Okay, so these were basically the results we all expected right? There are a couple of interesting details though.

First, because it just jumps out at you, what the heck is with heapsort? It certainly does more operations than the other two, but that wouldn't account for the difference between small and large. My guess is that as the heap spreads out basically every lookup in the array is a cache-miss, this is what bheap was attempting to improve for a normal heap algorithm, but the constant factors came out even worse.

Now, lets talk about the two algorithms who's speed don't immediatly knock them out of the running. Their are two commonly cited reasons for using Quick Sort over Merge Sort. The first is that it's in place... I did some further testing and on my machine (a modern linux distro), and with a clean heap, doing the allocation for merge sort only adds another 1% overhead for both small and large cases. Admittedly since we alloc and free the same size over and over again we're using malloc like a slab allocator, but then that's also the point... allocation speed can be worked around. The second reason is that quicksort has slightly better constant factors. Here I've shown that slightly means ~9-16%. If moves were expensive this might go up a little, but if moves are that expensive you probably shouldn't be directly sorting the data anyway.

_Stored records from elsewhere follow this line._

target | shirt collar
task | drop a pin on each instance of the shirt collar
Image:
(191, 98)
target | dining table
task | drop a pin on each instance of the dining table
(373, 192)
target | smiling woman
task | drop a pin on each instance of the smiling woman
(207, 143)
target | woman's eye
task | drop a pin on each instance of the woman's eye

Now consider that if you use quicksort your sort will sometimes take N^2 time. That's the sort of thing causes stutters every few seconds or minutes in a videogame, a network stack, etc. 10%-15% is below what's often considered "user noticeable" speed
difference (that line usually being drawn around 20%), but they will
almost certainly notice the stutter when it takes 100% longer one time.

Conclusion:

Following the philosophy I keep pushing, Merge Sort is probably a better default sort algorithm to use than Quick Sort. Using modern mallocs like tcmalloc allocation time becomes less relevent even with a "dirty" heap. In highly optimized applications dynamic allocation itself is often avoided (since it can cause occasional delays as well), in such cases worst-case is almost always the most critical factor, and additionally it's worth the effort to set the ram aside so being "in-place" isn't that critical.

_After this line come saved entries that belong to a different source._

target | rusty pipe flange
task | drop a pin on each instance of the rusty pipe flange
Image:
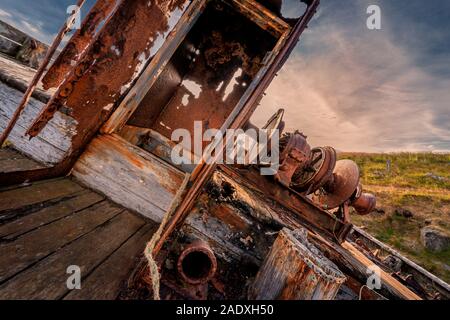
(319, 171)
(197, 263)
(340, 187)
(364, 204)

Eventually I'd really like to microbenchmark some of the algorithms I've been testing so as to actually measure the near-worst-case operation. For now all I have is practical experience and theoretical bounds with which to demonstrate it to others.

Further work:

I'm currently playing with hashtables as well, continuing the tree comparison testing. Of course the hashtable is much faster than my best tree, but I want to pursue some solutions to the hashtable worst-case problems and see how those fair as well.